Our extended family has a new baby in the USA and his mum sent me this link:
I can’t exaggerate about how important this article is. The basic message is that talking to babies is important; there is a clear connection between talking to your baby and their later achievements in life.
In exploring this concept, there were some key take-home messages for me:
- The number of words spoken to a child varies dramatically
- in some families this was as low as three million words per year and in others up to 11 million words per year
- IN ADDITION to the number of words, there were two other major points.
- The words need to be spoken to the child. Technology i.e. a TV, does not work nearly as well in developing babies’ brains
- the emotional message needs to be positive “Why are you messy?” does not have the same positive impact as “Why do I love you so?”
These messages touched a chord with me.
In my work with mothers I see parents who are tired and then when they are rested and in a great sleep pattern.
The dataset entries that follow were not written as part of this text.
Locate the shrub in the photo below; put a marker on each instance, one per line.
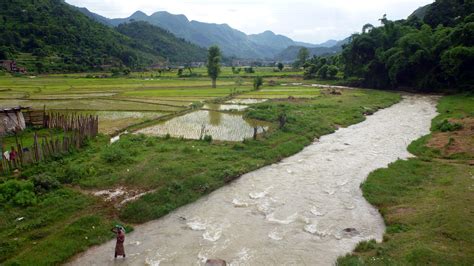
(72, 173)
(17, 192)
(446, 126)
(257, 83)
(207, 138)
(115, 154)
(25, 198)
(44, 183)
(365, 246)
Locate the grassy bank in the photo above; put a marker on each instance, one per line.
(427, 202)
(56, 226)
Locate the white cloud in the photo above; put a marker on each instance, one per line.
(303, 20)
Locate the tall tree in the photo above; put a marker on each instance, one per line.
(214, 64)
(280, 66)
(303, 56)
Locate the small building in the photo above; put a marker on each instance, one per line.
(12, 120)
(11, 66)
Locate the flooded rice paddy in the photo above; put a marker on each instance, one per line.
(225, 107)
(306, 210)
(196, 125)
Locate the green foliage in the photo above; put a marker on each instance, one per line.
(115, 154)
(366, 246)
(207, 138)
(62, 219)
(280, 66)
(257, 83)
(249, 70)
(405, 193)
(303, 56)
(446, 126)
(214, 63)
(163, 42)
(63, 39)
(45, 183)
(430, 55)
(20, 193)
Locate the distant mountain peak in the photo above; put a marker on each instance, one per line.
(268, 32)
(139, 14)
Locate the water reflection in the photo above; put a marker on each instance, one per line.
(221, 126)
(225, 107)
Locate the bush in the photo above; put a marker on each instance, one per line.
(257, 83)
(207, 138)
(366, 246)
(114, 154)
(44, 183)
(25, 198)
(446, 126)
(73, 173)
(18, 192)
(249, 70)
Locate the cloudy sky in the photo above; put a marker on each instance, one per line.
(312, 21)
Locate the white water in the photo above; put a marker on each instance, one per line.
(306, 210)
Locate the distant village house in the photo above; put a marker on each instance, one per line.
(11, 120)
(11, 66)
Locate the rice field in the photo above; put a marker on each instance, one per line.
(196, 125)
(141, 97)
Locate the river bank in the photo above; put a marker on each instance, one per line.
(427, 202)
(64, 220)
(307, 209)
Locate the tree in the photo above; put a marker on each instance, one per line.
(280, 66)
(332, 71)
(323, 72)
(257, 83)
(303, 56)
(214, 64)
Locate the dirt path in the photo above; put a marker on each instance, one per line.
(306, 210)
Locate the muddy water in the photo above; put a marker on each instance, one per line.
(306, 210)
(195, 125)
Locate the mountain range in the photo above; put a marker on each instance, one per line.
(234, 43)
(52, 36)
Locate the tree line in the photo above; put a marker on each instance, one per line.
(433, 52)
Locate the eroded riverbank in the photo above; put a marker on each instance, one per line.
(308, 209)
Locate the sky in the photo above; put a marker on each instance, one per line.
(313, 21)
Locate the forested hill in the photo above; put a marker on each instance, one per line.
(52, 36)
(328, 49)
(57, 37)
(163, 42)
(433, 51)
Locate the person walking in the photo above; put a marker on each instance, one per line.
(120, 233)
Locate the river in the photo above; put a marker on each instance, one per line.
(306, 210)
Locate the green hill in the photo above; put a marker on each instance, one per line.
(430, 52)
(60, 38)
(163, 42)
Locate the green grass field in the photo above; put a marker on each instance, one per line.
(60, 218)
(427, 202)
(142, 97)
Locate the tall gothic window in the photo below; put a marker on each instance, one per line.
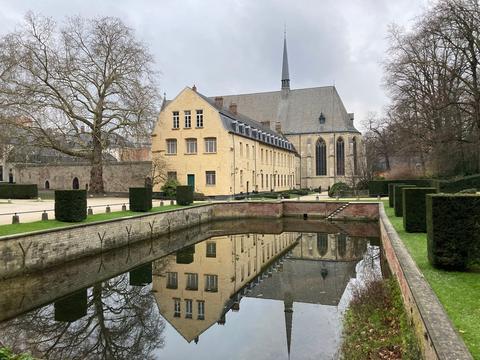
(321, 157)
(340, 157)
(355, 160)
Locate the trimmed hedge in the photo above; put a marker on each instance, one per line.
(18, 191)
(391, 199)
(380, 187)
(140, 199)
(70, 205)
(414, 208)
(453, 230)
(184, 195)
(397, 198)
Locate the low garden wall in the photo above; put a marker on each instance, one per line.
(40, 250)
(436, 334)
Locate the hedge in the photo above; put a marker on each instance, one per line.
(452, 186)
(140, 199)
(72, 307)
(391, 199)
(141, 275)
(380, 187)
(414, 208)
(184, 195)
(18, 191)
(453, 233)
(70, 205)
(397, 198)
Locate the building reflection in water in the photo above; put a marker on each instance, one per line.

At a second consult, after resolving a sleep problem, it is obvious that the interaction between parents and children becomes richer and more positive.
To state the obvious, who has the time to talk at a rate of 11 million words per year when you’ve been up five times a night? Fathers, of course, are aware that if their partner is exhausted the energy that she has for their adult relationship is decreased. It is routine for me to have mothers report at a first visit that they are being hypercritical of their partners even though they don’t deserve it. Once they are sleeping well, the relationship improves on many fronts.
When I see mothers in their antenatal months and then follow the baby from birth, it is self-evident when sitting with parents that their affection for their babies is strong, positive and effortless. A baby who sleeps well is easy to love. They are easy to talk to and in fact will respond by ‘talking back’ early in life. In addition, the descriptions that the mother puts into her words become highly positive.
It has always impressed me when talking to mothers about how well they are doing as mothers (i.e. when they are achieving great sleep or great feeding and excellent growth) they will almost always give their child a squeeze, a kiss and say words to effect of “good baby”. While the mother has put in the work, they allocate credit to the baby. Obviously this is a great place to be in terms of the child’s emotional well-being.
So what is the key message?
Achieving high quality sleep provides benefit for every member of the family and leads to behaviour which enhances communication between parent and child. High quality communication between parents and children has lifelong benefit.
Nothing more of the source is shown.